Europa press release - Europeana and the Digital Agenda

On the 18th November, the Reflection Group ("Comité des Sages" - Maurice Lévy, Elisabeth Niggemann, Jacques de Decker) set up by the Commission to explore new ways to bring Europe's cultural heritage online (IP/10/456) addressed the EU's Council of Culture Ministers and the European Parliament's Committee on Culture. The Comité des Sages' report is due to be published at the beginning of 2011.

Neelie Kroes, Vice President of the European Commission for the Digital Agenda said: "Europeana is a great example of how cooperation at European level can enrich all of our lives. 14 million objects available online is good news for all internet users who want to have access to cultural material from Europe's libraries, museums and archives. But Europeana could be even better if more cultural institutions digitised their collections and made them accessible through this European portal. I trust the Comité des Sages will soon give us ambitious recommendations to speed up that process."
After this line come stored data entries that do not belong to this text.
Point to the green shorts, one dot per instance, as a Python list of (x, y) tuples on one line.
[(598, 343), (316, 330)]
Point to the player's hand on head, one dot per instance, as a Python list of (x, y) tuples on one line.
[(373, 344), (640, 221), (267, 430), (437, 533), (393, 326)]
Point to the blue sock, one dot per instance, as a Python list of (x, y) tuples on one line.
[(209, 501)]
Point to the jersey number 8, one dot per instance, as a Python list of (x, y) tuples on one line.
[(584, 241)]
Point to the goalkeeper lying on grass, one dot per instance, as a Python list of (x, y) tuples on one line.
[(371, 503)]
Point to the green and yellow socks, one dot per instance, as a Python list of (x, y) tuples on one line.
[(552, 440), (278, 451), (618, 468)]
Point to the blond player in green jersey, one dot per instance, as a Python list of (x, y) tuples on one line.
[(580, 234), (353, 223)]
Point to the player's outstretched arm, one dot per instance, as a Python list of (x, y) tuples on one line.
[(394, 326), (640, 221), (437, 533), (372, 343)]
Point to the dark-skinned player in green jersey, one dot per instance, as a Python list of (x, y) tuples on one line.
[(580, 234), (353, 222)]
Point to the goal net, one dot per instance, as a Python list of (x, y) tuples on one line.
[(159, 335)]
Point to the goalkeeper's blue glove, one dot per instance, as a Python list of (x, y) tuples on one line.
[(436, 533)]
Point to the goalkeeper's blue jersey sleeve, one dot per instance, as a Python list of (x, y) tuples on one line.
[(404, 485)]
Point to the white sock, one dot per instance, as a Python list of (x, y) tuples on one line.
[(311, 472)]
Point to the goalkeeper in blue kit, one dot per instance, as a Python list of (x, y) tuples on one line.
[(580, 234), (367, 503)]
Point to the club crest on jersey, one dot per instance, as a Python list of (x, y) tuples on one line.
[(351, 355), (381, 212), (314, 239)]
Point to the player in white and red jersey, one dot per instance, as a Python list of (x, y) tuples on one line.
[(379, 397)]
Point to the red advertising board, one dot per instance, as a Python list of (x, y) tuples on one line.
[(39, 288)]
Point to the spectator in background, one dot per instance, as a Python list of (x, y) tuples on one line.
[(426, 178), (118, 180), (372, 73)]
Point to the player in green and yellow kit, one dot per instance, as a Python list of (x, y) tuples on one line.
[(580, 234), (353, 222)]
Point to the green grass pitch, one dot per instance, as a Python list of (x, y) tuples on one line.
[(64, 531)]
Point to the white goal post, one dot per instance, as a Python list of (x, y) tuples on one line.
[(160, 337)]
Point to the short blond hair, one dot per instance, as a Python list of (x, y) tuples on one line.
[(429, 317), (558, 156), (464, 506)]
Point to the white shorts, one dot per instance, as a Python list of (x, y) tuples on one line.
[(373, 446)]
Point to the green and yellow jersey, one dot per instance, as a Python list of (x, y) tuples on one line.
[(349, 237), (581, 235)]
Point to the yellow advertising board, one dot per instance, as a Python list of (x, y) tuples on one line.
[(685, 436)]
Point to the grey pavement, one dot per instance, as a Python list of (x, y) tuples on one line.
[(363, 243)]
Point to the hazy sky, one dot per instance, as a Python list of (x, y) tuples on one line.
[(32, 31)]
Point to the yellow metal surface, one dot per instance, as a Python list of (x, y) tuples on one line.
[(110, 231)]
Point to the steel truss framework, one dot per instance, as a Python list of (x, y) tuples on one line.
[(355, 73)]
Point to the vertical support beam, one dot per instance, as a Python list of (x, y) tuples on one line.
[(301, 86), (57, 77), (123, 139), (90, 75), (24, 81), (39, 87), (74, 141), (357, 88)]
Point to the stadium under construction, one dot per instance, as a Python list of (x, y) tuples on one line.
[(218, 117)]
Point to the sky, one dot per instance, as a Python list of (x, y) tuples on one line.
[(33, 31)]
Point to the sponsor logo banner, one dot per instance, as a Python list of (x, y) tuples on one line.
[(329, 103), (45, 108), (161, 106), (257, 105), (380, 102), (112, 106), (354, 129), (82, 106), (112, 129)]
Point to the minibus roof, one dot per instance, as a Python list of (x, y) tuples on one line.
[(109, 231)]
New items added this year include a Bulgarian parchment manuscript from 1221 witnessing to history of the Bulgarian language; ‘Catechismusa prasty szadei’, the first Lithuanian book, published in 1547; a 1588 copy of Aristotle's' Technē rētorikēs in ancient Greek and Latin; paintings by the 17th century Dutch painter Jan Steen; the complete works of German authors Goethe and Schiller; 1907 footage of festivities for the Danish Constitution Day; and a series of pre-World War I photographs of the Glendalough monastery in Ireland (see MEMO/10/586) for more examples).

Digitised photographs, maps, paintings, museum objects and other images make up 64% of the Europeana collection. 34% of the collection is dedicated to digitised texts, including more than 1.2 million complete books that can be viewed online and/or downloaded. The texts cover thousands of rare manuscripts and the earliest printed books (incunabula) from before 1500. Video and sound material represents less than 2% of the collections. Much of the material accessible through Europeana is older, i.e. out of copyright, items, due mainly to the difficulties and cost of rights clearance to digitise and give access to in-copyright material (even for material that is no longer commercially distributed or out-of-print) or material whose potential right-holders are unknown (orphan works).

All EU Member States have contributed items to Europeana, but input is still uneven. France is still the largest contributor (18% of total items). Germany has increased its share to 17%. To ensure Europeana represents a true cross-section of Europe's cultural heritage, it needs further quality material from all Member States.